Coffee Table of Doom 2.0
The other German team, Chemnitz University of Technology, went back to the drawing board after their first Coffee Table of Doom cluster (four workstations crammed with a grand total of 16 accelerators) proved to suck up way too much power to be competitive. Coffee Table of Doom 2.0 includes six workstations, each with 128 GB RAM, plus 8 NVIDIA K40c accelerators scattered around. The team should be able to keep this system under the 3,000 watt power cap, unlike its predecessor.
The Sweet Spot?
The rest of the 11 team field sported similar systems, chock full of Xeons, accelerators, and plenty of memory.

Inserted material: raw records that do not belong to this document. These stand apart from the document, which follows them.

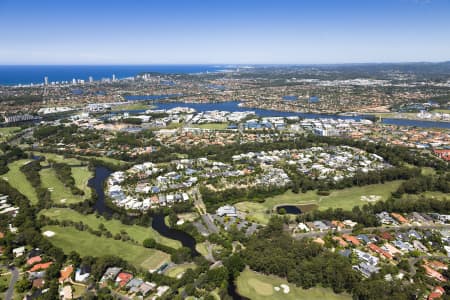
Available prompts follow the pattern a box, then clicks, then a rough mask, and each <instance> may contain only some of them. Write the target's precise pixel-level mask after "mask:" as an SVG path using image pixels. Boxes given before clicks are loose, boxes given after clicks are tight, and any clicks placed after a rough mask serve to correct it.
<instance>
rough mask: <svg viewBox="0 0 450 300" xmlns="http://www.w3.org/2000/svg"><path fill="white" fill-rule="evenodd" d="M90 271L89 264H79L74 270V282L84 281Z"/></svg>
mask: <svg viewBox="0 0 450 300" xmlns="http://www.w3.org/2000/svg"><path fill="white" fill-rule="evenodd" d="M90 273H91V268H90V267H89V266H81V267H80V268H78V269H77V271H76V272H75V281H76V282H86V280H87V279H88V278H89V276H90Z"/></svg>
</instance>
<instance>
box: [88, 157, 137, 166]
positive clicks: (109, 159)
mask: <svg viewBox="0 0 450 300" xmlns="http://www.w3.org/2000/svg"><path fill="white" fill-rule="evenodd" d="M80 157H81V158H86V159H92V158H94V159H98V160H101V161H104V162H105V163H108V164H113V165H116V166H123V165H126V164H128V163H127V162H126V161H123V160H119V159H115V158H111V157H107V156H100V157H99V156H80Z"/></svg>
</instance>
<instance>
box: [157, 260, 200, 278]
mask: <svg viewBox="0 0 450 300" xmlns="http://www.w3.org/2000/svg"><path fill="white" fill-rule="evenodd" d="M196 267H197V266H196V265H195V264H193V263H187V264H182V265H176V266H174V267H172V268H170V269H168V270H167V271H166V272H164V275H166V276H169V277H172V278H177V276H179V275H180V274H183V273H184V272H186V270H187V269H195V268H196Z"/></svg>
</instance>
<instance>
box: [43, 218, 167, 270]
mask: <svg viewBox="0 0 450 300" xmlns="http://www.w3.org/2000/svg"><path fill="white" fill-rule="evenodd" d="M45 231H52V232H54V233H55V235H54V236H52V237H50V238H48V239H49V240H50V241H51V242H52V243H53V244H54V245H55V246H57V247H60V248H62V249H63V250H64V252H65V253H67V254H68V253H70V252H71V251H73V250H74V251H76V252H78V253H79V254H80V255H81V256H87V255H92V256H95V257H101V256H105V255H115V256H118V257H121V258H123V259H125V260H126V261H128V262H130V263H131V264H133V265H135V266H136V267H142V268H145V269H156V268H158V267H159V266H160V265H161V264H163V263H164V262H167V261H170V255H169V254H167V253H164V252H161V251H158V250H154V249H147V248H144V247H142V246H139V245H135V244H132V243H129V242H123V241H118V240H114V239H112V238H105V237H98V236H96V235H93V234H90V233H88V232H86V231H78V230H76V229H75V228H73V227H59V226H45V227H44V228H42V232H45Z"/></svg>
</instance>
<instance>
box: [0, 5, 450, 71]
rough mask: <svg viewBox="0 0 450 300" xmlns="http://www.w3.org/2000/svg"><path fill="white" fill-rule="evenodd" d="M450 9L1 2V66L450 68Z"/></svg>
mask: <svg viewBox="0 0 450 300" xmlns="http://www.w3.org/2000/svg"><path fill="white" fill-rule="evenodd" d="M449 11H450V3H449V2H448V1H444V0H434V1H419V0H395V1H386V0H383V1H364V2H362V1H354V0H347V1H339V3H336V2H335V1H327V0H320V1H314V2H312V1H301V2H300V1H298V2H297V1H281V3H280V2H279V1H278V2H275V1H263V2H261V1H258V2H255V1H245V2H244V3H240V2H239V1H226V2H224V1H221V2H214V3H204V2H202V1H170V2H169V3H167V2H151V3H141V2H138V1H131V2H130V1H127V2H125V1H108V2H106V1H97V2H95V3H90V2H89V1H84V0H82V1H77V2H69V3H59V2H57V1H53V0H47V1H40V2H39V3H35V2H33V1H25V0H21V1H9V0H2V1H0V28H2V29H0V33H1V35H2V43H4V45H6V47H1V48H0V64H3V65H5V64H12V65H14V64H25V65H27V64H68V65H70V64H75V65H77V64H85V65H92V64H100V65H102V64H117V65H127V64H333V63H378V62H411V61H447V60H449V56H448V54H447V53H450V41H449V40H448V39H446V38H445V37H446V35H448V33H447V31H448V28H450V18H448V12H449Z"/></svg>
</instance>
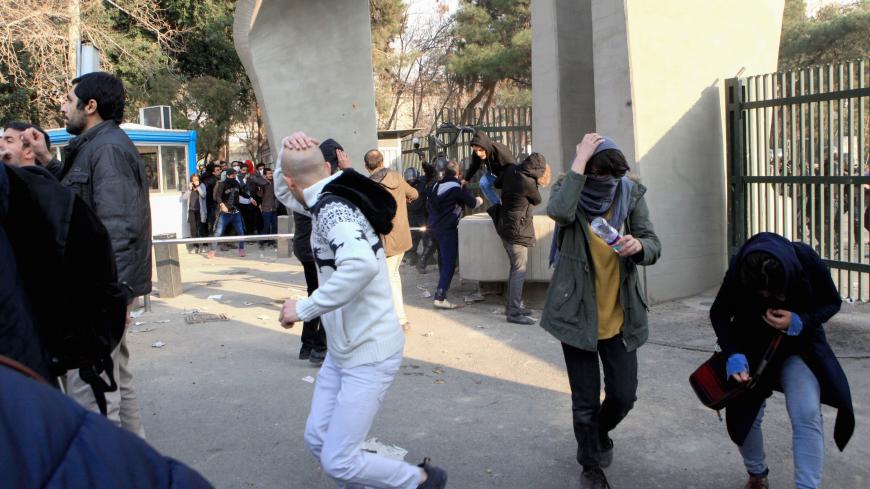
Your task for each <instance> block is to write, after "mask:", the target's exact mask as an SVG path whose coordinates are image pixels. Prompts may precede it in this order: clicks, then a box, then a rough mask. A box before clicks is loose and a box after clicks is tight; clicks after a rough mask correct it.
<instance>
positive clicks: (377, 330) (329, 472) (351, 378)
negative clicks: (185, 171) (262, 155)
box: [274, 133, 447, 489]
mask: <svg viewBox="0 0 870 489" xmlns="http://www.w3.org/2000/svg"><path fill="white" fill-rule="evenodd" d="M317 144H318V142H317V141H316V140H313V139H311V138H309V137H307V136H306V135H305V134H303V133H294V134H293V135H292V136H290V137H288V138H286V139H285V140H284V147H283V148H282V150H281V156H280V166H279V167H278V168H277V169H276V172H275V178H274V180H275V194H276V196H277V198H278V200H280V201H281V202H282V203H283V204H284V205H285V206H287V208H288V209H291V210H293V211H295V212H301V213H305V214H308V215H310V216H311V218H312V233H311V249H312V251H313V252H314V257H315V263H316V264H317V273H318V280H319V282H320V287H319V288H318V289H317V290H316V291H315V292H314V293H312V294H311V296H310V297H308V298H306V299H302V300H298V301H297V300H294V299H290V300H288V301H286V302H285V303H284V306H283V307H282V309H281V315H280V317H279V321H281V324H282V325H283V326H284V327H287V328H289V327H292V326H293V323H295V322H297V321H307V320H310V319H312V318H315V317H318V316H320V319H321V321H322V324H323V327H324V329H325V330H326V336H327V345H328V346H327V348H328V350H327V354H326V360H325V361H324V362H323V366H322V367H321V369H320V373H319V374H318V376H317V382H316V384H315V389H314V397H313V399H312V401H311V412H310V413H309V415H308V421H307V423H306V426H305V442H306V443H307V445H308V448H309V450H311V453H312V454H313V455H314V457H315V458H317V459H318V460H319V461H320V463H321V465H322V466H323V470H324V471H325V472H326V474H327V475H329V476H330V477H331V478H333V479H334V480H335V481H336V483H337V485H338V487H339V488H348V489H350V488H361V487H378V488H402V489H413V488H425V489H430V488H438V489H441V488H444V487H446V485H447V473H446V472H445V471H444V470H442V469H439V468H437V467H434V466H432V465H430V464H429V462H428V459H426V460H424V462H423V463H422V464H420V465H419V466H414V465H410V464H407V463H405V462H402V461H397V460H391V459H387V458H384V457H380V456H378V455H376V454H372V453H369V452H364V451H363V450H362V444H363V441H364V440H365V438H366V436H367V435H368V432H369V429H370V428H371V425H372V422H373V421H374V418H375V415H376V414H377V412H378V409H379V408H380V405H381V401H382V399H383V397H384V395H385V394H386V391H387V389H388V388H389V386H390V384H392V382H393V379H394V377H395V375H396V373H397V372H398V371H399V367H400V366H401V364H402V349H403V348H404V344H405V338H404V334H403V333H402V329H401V326H400V325H399V320H398V318H397V316H396V313H395V311H394V309H393V301H392V291H391V289H390V280H389V274H388V272H387V266H386V256H385V254H384V249H383V245H382V244H381V241H380V238H379V237H378V235H379V234H388V233H389V231H390V229H391V228H392V219H393V216H394V215H395V210H396V205H395V200H394V199H393V198H392V196H391V195H390V194H389V192H387V191H386V190H384V189H383V187H381V186H380V185H379V184H377V183H376V182H373V181H371V180H369V179H368V178H366V177H364V176H362V175H360V174H358V173H356V172H355V171H353V170H344V171H341V172H338V173H336V174H334V175H330V166H329V163H327V162H326V161H325V160H324V158H323V154H322V153H321V152H320V150H319V149H318V148H317Z"/></svg>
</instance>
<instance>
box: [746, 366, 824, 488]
mask: <svg viewBox="0 0 870 489" xmlns="http://www.w3.org/2000/svg"><path fill="white" fill-rule="evenodd" d="M780 375H781V378H780V380H781V382H782V389H783V392H784V393H785V404H786V408H787V409H788V416H789V418H790V419H791V428H792V451H793V452H794V479H795V487H797V489H817V488H818V487H819V485H820V484H821V483H822V467H823V465H824V462H825V440H824V433H823V431H822V409H821V400H820V399H821V397H820V396H821V390H820V388H819V381H818V379H816V376H815V375H814V374H813V372H812V371H811V370H810V369H809V367H807V364H806V363H804V361H803V360H802V359H801V357H800V356H797V355H793V356H791V357H789V358H787V359H786V360H785V362H784V363H783V366H782V372H781V373H780ZM764 407H765V406H764V405H762V406H761V409H760V410H759V411H758V416H757V417H756V418H755V423H754V424H753V425H752V429H751V430H750V431H749V435H748V436H747V437H746V441H744V442H743V446H741V447H739V448H740V454H741V455H743V463H744V465H746V470H747V471H749V473H750V474H764V473H766V471H767V461H766V460H765V456H764V440H763V436H762V434H761V420H762V418H763V417H764Z"/></svg>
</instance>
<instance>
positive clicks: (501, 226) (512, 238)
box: [495, 153, 547, 246]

Team Brazil (University of Sao Paulo) picked up SGI as a sponsor for their trip to ISC and also upped their configuration considerably from what we saw at ASC14. In Leipzig they drove an eight-node, 192-core cluster packed with a terabyte of RAM and five Intel Phi co-processors. Unlike their outing in Guangzhou, this should be enough hardware to allow the team to hang with the big boys.
Team South Korea, from the Ulsan National Institute of Science and Technology, also put together a larger system than they used at ASC14 last spring. We also see that the team has had a change of heart regarding accelerators. In their ASC14 competition system, UNIST used six nodes with five NVIDIA Titan GPUs. At ISC’14 they’re coming with eight beefy nodes plus eight NVIDIA Tesla K40c GPUs. This should work out better for them, I suspect.
The third team from China, the University of Science & Technology of China, has the biggest Chinese system with 10 nodes, 1.28TB of memory, and eight NVIDIA K40c GPUs. The team is sponsored by Sugon, which seems to be the public face of Chinese computing powerhouse Dawning.
According to the team, they’ve received not only a lot of hardware from Sugon, but also plenty of technical help and expertise. It’ll be interesting to see how this team does not only in the overall competition but against the other Chinese teams, who are sponsored by another very large Chinese computing company, Inspur.
Former Champs Clash
Team South Africa, the returning ISC’13 champ, and Team Shanghai, the recent ASC14 winner, are both considered favorites to take the Overall Champion crown at ISC’14. South Africa has an eight-node, 160-core cluster with eight NVIDIA K40c accelerators. Shanghai also has eight nodes, but is using a 12-core Xeon, giving them 192 total CPU cores in their system. Shanghai is also running eight NVIDIA K40c accelerators.
Another key difference between the two is memory. Shanghai, with a terabyte of RAM, is sporting twice the 512 GB memory of the South Africa cluster. As one long-time cluster observer put it, “More memory is more better.”